It’s also unusual for Graham to go for paintings of trees, or landscapes: he wants his visual music to have more dissonance than the pull of landscapes that artists can fall prey to. “Generally I don’t show palm trees,” he says of McConnell’s work, “but these palm trees are different. She’s painting them arbitrarily,” by which he means she leaves her mark on her scenes—literally: the notion of brushstrokes’ marks in thick, distinct, almost rhythmic movements, like an artist marking territory in color instead of scents, is all over her work. The reds in her trees (as in red trunks, not red leaves) are like the reds in Zalisko’s heads. It’s the harmony of the unexpected.
“And I like the way Zalisko goes off the surface but she brings you back in with her gesture and her movement,” Graham says, standing in front of “Emma,” a 60×48 acrylic portrait in strong primary colors that makes you wonder at first what, as is often the case with artists in their conceptual worlds, the hell Graham is talking about, until he makes it seem elementary: “That’s a mark right there and a mark here and a mark here,” pointing to the clear dashes of red that seem at first arbitrarily to stray on the portrait’s lower lip, in back of the ear, above each eye, forming that circular movement that explains what Graham meant by throwing you out of the surface and bringing you back in, what keeps the eye from straying off and what’s likely to keep the viewer reading the face longer. “Those are things that most people don’t think about,” Graham says. “If you’re a painter, you look at that, and you have to analyze—OK, that’s going off, why am I not being pushed out of the painting? And that’s why: she’s figured out how to adjust.” Those bold marks: even artists have their traffic signs.
Every one of Zalisko’s head has a story to tell. To say that they’re in your face is part of the visual pun she’s creating. “I don’t know why this happened, but it did,” Zalisko writes about her heads. “It started with an abstraction. I turned a large piece of unstretched canvas upside down, saw a head, and a series was born. The ‘Heads’ number 10, so far.” As a lawyer, all she’d seen were heads. It was her job to decipher them. She’s still at it. Two more heads in her series and she’ll have her 12 angry men, some of whom may be women (since it’s not 1957 anymore.)

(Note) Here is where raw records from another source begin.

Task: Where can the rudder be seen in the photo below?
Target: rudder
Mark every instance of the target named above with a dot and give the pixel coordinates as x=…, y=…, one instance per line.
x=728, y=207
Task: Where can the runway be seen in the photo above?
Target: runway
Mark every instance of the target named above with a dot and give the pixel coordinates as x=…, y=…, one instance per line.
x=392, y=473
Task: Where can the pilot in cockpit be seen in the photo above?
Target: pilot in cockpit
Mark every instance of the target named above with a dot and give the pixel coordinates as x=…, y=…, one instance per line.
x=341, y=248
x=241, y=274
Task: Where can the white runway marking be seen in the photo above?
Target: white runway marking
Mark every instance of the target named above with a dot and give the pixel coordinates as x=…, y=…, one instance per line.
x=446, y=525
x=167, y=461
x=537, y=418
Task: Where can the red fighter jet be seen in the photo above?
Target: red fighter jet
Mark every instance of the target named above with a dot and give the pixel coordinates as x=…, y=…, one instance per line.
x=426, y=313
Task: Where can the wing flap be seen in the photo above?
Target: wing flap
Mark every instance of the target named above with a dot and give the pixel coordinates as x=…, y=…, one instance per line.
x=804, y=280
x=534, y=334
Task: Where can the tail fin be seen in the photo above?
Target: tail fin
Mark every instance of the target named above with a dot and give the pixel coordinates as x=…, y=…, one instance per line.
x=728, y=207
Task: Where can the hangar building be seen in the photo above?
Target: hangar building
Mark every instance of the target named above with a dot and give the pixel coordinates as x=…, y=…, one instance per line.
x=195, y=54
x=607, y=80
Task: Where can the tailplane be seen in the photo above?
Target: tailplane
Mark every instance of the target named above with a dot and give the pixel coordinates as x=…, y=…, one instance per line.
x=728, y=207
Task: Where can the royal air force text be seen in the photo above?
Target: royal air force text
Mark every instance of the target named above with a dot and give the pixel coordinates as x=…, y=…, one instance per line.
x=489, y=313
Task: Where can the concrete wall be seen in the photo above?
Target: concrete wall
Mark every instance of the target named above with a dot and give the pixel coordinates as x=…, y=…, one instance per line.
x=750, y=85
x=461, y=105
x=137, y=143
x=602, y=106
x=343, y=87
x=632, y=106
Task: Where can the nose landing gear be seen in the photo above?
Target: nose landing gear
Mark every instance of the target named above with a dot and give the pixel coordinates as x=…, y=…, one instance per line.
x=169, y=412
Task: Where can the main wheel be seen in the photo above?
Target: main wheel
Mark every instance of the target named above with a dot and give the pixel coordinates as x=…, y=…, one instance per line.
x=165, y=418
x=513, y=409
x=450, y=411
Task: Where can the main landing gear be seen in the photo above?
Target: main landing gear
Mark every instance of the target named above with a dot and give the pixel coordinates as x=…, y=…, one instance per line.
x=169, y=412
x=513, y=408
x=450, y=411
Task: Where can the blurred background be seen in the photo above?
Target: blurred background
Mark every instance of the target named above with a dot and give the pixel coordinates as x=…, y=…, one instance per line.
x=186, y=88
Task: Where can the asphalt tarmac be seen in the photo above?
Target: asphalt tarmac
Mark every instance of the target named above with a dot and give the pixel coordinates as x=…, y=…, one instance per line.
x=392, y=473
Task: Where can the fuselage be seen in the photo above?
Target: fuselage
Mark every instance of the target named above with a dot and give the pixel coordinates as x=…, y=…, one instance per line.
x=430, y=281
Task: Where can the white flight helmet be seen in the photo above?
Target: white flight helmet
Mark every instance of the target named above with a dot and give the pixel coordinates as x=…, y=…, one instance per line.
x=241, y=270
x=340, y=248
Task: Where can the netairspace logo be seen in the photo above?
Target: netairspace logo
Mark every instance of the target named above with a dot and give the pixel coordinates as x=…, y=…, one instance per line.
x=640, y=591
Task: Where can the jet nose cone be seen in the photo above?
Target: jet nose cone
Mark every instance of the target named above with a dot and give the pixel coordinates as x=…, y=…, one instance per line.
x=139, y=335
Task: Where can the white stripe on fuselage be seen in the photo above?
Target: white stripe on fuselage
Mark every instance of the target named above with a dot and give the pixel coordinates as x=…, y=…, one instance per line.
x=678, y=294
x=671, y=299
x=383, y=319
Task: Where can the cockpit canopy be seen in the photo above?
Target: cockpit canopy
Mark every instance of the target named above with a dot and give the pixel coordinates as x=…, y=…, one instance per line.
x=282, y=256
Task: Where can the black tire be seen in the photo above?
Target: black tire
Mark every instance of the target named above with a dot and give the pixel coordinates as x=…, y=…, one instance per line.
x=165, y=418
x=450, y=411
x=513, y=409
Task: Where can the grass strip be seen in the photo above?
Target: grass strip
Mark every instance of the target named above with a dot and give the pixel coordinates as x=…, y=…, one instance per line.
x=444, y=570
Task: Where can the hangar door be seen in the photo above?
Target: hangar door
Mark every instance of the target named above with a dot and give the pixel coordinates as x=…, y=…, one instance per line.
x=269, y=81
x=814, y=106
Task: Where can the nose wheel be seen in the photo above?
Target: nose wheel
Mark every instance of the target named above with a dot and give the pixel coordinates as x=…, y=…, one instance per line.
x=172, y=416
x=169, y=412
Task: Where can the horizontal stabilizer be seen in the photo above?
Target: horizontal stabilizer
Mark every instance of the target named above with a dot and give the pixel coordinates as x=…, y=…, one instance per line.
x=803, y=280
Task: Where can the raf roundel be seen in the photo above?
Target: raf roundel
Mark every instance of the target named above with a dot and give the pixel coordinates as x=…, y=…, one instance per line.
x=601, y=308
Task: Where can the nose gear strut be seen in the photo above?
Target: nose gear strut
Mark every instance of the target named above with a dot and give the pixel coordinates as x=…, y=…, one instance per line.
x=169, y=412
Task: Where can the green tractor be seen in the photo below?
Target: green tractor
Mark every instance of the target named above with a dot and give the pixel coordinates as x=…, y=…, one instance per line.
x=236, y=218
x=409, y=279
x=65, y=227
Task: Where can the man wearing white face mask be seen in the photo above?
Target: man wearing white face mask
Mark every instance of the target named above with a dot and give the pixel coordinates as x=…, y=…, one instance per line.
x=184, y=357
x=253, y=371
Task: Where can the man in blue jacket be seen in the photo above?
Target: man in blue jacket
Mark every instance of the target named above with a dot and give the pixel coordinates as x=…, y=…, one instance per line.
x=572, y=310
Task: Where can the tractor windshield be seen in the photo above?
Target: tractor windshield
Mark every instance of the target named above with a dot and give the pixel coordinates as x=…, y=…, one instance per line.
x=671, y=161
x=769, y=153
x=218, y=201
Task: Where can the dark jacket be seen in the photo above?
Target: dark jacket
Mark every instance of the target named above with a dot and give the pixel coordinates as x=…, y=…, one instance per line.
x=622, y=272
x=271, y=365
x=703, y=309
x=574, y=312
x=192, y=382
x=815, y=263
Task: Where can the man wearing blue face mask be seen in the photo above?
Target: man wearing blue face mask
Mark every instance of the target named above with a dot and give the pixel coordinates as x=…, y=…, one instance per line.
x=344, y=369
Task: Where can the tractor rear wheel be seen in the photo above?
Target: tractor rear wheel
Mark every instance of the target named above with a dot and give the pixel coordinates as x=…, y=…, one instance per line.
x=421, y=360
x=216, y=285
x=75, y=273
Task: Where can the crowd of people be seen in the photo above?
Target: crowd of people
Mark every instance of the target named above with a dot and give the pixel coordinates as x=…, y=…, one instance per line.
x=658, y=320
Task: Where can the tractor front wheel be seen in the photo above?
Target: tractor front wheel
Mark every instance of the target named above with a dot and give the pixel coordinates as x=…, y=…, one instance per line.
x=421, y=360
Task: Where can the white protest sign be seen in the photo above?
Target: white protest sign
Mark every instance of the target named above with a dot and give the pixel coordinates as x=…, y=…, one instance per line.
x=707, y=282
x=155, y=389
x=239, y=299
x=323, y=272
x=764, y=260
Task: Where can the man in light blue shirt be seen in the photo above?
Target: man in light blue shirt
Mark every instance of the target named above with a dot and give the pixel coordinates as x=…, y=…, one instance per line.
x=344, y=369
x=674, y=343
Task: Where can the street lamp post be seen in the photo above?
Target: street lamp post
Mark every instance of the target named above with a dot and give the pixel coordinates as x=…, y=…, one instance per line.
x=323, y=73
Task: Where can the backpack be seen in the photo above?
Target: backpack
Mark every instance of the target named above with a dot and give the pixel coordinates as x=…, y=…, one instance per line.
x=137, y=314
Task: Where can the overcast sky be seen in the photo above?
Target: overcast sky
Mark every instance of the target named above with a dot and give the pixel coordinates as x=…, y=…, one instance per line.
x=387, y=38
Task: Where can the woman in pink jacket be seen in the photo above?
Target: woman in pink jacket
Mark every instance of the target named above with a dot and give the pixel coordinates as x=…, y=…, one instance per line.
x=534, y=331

Don’t be fooled: there’s a lot more than heads and trees in this show. Some paintings more challenging than others, which makes Graham happy: “This area still has to catch up when it comes to this kind of art,” he says. “People who look at abstract painting need to kind of understand, there’s this intuitive process that’s born out of understanding these rules and then trying to twist them in new and interesting ways.” The show invites you to see the rule-breaking at play.